Fact is, there is no justification for anti-gay prejudice; the “justifications” for it are as unfounded as those used to support the second-class treatment of other minorities in past generations.

So, what needs to be done?

First, everyone must realize that when straight people say gay people should not have the freedom to marry, they are saying we are not as good or deserving as they are. It’s that simple, no matter how one attempts to sugarcoat it.

This is unacceptable – and it is immoral.

Second, while we should talk to straight people honestly about our lives, we must flatly reject the notion that we are somehow to blame for all of this because we have not effectively communicated our “stories” to others. Fundamentally, it is not our job to prove to others that we can be good neighbors, good parents, and that gee whiz, we’re actually people too.

Third, equality will remain elusive if we keep relying on intellectualized arguments or by dryly cataloguing, for example, each of the 1,138 federal rights and responsibilities we are forced to forgo due to marriage inequality.

The other side goes for the gut; it’s now our turn.

In this vein, we must put others on the spot to stand up and fight for us.

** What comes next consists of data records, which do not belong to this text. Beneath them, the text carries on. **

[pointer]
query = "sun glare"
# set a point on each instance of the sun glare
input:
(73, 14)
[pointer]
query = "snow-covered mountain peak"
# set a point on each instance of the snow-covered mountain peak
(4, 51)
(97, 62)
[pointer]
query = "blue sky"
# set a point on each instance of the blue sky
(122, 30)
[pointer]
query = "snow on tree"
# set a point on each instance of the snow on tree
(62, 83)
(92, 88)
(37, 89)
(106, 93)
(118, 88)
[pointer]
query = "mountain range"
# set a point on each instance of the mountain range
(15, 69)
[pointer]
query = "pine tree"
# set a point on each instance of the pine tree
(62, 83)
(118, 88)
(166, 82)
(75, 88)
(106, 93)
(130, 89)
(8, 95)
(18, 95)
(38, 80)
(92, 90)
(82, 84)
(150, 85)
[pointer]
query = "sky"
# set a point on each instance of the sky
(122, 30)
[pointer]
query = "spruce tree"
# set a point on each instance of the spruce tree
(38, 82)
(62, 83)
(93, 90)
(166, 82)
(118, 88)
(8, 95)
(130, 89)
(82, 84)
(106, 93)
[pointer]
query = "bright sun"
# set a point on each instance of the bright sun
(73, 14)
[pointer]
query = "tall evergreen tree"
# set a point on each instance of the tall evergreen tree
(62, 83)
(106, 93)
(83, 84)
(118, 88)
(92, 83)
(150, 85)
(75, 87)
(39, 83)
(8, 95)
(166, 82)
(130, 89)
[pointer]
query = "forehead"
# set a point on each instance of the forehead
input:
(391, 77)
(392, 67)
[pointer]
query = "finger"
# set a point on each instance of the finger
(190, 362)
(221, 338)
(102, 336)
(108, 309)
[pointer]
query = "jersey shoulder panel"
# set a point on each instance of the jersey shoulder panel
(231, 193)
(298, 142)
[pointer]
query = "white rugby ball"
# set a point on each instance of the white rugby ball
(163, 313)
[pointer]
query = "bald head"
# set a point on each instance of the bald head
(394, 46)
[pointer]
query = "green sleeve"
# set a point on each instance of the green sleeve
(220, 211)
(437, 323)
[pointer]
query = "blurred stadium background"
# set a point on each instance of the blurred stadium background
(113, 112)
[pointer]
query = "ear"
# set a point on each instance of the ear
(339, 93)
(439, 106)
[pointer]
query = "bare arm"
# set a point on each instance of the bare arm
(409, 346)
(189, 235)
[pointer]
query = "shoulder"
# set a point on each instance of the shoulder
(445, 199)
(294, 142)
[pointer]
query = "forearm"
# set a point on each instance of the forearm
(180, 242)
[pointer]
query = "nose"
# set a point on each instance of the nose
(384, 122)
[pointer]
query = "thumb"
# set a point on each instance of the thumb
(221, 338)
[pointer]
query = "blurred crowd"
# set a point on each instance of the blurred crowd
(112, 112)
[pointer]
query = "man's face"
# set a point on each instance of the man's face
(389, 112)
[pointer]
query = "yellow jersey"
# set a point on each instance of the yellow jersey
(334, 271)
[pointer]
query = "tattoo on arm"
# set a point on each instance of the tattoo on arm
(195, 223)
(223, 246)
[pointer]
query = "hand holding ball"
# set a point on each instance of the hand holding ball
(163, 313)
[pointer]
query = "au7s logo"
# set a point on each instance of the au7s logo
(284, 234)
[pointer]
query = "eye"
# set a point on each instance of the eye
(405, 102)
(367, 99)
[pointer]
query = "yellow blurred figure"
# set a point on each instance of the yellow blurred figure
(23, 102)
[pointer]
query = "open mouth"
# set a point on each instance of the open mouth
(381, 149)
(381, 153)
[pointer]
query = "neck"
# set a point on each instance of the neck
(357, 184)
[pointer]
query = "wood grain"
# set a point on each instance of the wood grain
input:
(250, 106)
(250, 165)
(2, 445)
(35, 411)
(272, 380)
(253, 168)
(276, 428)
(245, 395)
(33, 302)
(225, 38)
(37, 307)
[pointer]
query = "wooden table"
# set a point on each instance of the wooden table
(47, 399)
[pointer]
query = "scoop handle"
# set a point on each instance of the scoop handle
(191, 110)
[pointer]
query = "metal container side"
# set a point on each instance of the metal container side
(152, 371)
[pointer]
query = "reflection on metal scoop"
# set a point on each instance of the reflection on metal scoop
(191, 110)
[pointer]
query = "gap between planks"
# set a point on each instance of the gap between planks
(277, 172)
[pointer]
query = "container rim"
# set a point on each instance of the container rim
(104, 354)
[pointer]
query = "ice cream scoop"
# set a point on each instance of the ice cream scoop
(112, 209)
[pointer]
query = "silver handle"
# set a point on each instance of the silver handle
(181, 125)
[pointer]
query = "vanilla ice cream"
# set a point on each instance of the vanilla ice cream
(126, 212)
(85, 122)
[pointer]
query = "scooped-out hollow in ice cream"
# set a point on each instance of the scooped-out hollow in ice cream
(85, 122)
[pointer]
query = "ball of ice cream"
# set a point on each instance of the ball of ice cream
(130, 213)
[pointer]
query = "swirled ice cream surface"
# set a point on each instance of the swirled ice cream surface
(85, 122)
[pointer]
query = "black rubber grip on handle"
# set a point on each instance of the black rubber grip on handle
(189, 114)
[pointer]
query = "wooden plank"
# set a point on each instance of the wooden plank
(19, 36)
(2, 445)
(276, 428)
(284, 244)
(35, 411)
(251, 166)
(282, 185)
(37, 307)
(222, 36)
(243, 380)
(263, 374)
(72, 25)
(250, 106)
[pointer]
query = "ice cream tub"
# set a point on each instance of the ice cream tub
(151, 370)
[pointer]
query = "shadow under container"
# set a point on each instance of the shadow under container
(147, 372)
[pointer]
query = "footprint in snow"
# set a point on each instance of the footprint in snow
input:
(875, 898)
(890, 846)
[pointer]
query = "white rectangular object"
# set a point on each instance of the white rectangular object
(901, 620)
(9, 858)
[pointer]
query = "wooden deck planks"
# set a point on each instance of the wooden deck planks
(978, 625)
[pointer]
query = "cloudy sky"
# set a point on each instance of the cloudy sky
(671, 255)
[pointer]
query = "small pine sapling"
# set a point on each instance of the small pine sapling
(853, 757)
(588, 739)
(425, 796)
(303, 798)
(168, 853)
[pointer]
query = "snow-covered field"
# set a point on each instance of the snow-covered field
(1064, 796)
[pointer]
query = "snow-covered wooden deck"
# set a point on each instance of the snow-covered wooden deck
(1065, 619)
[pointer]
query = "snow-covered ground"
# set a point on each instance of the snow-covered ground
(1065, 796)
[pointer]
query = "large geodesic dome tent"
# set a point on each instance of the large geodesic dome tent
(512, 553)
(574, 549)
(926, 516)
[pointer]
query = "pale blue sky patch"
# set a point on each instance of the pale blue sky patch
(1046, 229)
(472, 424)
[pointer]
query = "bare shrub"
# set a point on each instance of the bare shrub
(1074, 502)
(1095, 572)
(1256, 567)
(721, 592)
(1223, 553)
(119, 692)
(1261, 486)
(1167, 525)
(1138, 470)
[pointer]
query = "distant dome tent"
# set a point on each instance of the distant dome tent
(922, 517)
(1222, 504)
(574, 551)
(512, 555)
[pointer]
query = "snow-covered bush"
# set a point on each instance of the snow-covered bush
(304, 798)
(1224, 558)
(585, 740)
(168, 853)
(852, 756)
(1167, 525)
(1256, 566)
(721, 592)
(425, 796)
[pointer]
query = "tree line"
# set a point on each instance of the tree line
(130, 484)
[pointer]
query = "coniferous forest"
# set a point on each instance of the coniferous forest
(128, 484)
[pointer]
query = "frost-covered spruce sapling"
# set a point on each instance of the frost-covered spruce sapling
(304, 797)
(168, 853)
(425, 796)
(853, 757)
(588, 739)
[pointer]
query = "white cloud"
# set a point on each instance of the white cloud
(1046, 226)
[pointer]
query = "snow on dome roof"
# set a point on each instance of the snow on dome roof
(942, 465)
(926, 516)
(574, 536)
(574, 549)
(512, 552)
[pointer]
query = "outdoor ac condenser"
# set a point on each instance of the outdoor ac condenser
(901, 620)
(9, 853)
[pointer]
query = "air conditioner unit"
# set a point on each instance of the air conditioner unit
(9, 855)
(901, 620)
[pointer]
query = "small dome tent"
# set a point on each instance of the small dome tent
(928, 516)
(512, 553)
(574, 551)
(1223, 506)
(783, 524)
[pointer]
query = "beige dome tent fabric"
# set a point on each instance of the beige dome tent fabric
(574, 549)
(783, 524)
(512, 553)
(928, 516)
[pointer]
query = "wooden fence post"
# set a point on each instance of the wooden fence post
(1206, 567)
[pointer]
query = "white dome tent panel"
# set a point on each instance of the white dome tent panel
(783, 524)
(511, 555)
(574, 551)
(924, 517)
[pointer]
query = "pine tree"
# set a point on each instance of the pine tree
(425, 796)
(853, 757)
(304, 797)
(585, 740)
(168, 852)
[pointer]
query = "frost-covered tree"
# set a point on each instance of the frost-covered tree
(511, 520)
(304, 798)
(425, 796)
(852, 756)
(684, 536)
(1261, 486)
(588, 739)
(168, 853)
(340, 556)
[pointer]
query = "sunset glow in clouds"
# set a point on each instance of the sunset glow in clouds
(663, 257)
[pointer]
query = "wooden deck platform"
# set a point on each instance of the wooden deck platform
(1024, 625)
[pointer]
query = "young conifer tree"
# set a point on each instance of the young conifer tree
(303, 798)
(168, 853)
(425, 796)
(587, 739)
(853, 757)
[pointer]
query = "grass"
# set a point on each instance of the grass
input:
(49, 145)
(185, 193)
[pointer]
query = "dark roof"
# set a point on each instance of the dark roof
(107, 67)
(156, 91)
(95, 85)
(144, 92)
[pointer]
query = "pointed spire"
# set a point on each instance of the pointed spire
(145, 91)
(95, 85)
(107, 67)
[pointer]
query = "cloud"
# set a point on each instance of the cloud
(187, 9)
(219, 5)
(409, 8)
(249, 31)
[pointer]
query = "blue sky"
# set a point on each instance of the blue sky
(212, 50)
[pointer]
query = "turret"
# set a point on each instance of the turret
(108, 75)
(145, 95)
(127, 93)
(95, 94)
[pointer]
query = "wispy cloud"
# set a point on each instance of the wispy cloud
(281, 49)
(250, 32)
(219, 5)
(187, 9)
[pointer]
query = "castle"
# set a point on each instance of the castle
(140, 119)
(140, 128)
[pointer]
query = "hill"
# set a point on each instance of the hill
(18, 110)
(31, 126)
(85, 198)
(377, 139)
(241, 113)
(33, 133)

As the cascade of lies pours forth from the Anti-Gay Industry, morality demands that non-gay people speak out with the same vehemence as they would if it was another minority under attack. Ministers and rabbis must be challenged with the question, “Where is your voice?” Elected officials who meet with and attend events of the Anti-Gay Industry, must be met with the challenge, “How can you do that!? How is that public service?”

The orchestrated campaign to deny us jobs, family recognition, children, and housing is immoral. Silently bearing witness to this discrimination is immoral.

America is in the midst of another ugly chapter in its struggle with the forces of bigotry. People of good will can either rise up to speak for lesbian, gay bisexual and transgender Americans, or look back upon themselves 20 years from now with deserved shame.